Starting this fall, university officials will determine in advance of an inquiry whether a complaint is backed by 'sufficient independent corroboration' -- more than one student's word against another's -- including eyewitnesses and physical evidence. If no such corroboration is available, officials may dismiss the complaint and refer students to a lawyer or to a new 'confidential mediation' process to resolve the matter.

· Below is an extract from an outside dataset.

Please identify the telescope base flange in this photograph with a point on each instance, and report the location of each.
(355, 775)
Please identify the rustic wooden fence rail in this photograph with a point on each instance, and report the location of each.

Harvard officials hope the new policy, which raises the standard of proof needed in order for the campus judicial system to hear allegations of sexual assault by students, will streamline the complaint process. Currently, every complaint leads to an investigation. The oftentimes lengthy investigations can be painful and frustrating for the students involved. While the new policy eliminates full investigation of every complaint, it does provide more options. Harvard believes the options are fairer, less intrusive and quicker methods of resolution.

Mediation Is Effective

Rahib Chanda, who wrote an article for the Spring 2001 edition of the Harvard Negotiation Law Review, argues that mediation is the most effective process for resolving sexual-assault cases. In 'Mediating University Sexual Assault Cases' he states,

Mediation agreements can be tailored to best meet the parties' interests going forward. Litigation or university disciplinary procedures yield two possible outcomes: the offender will either be held responsible or he will not be. If it is the former...the offender will either be put in jail or suspended or expelled from the school. The two parties are not likely to encounter one another again. If the latter result occurs, however, the victim is fairly powerless...they are likely to see each other again...By contrast, in a mediated agreement, the parties can structure their future relationship.

Chanda also explains that mediated agreements can include a crucial aspect of healing and closure - an apology. In 'Sex, Rape, and Shame', an article in the June 1999 edition of the Boston University Law Review, Katherine K. Baker states

Apologizing forces people to admit their wrongdoing in a way that criminal punishments often do not. It also forces people to appreciate the consequence of their actions and focus on whether the consequences are worth it.

Different Opinions about the New Policy

As with any new decision or rule, there are differing opinions about the new policy concerning sexual-assault complaints at Harvard. Some students feel the elimination of investigations for all complaints ignores students, as well as the issue of rape and assault. Supporters of the policy, however, see the new strategy as innovative. They feel that offering alternatives to lengthy investigation is empowering and commendable.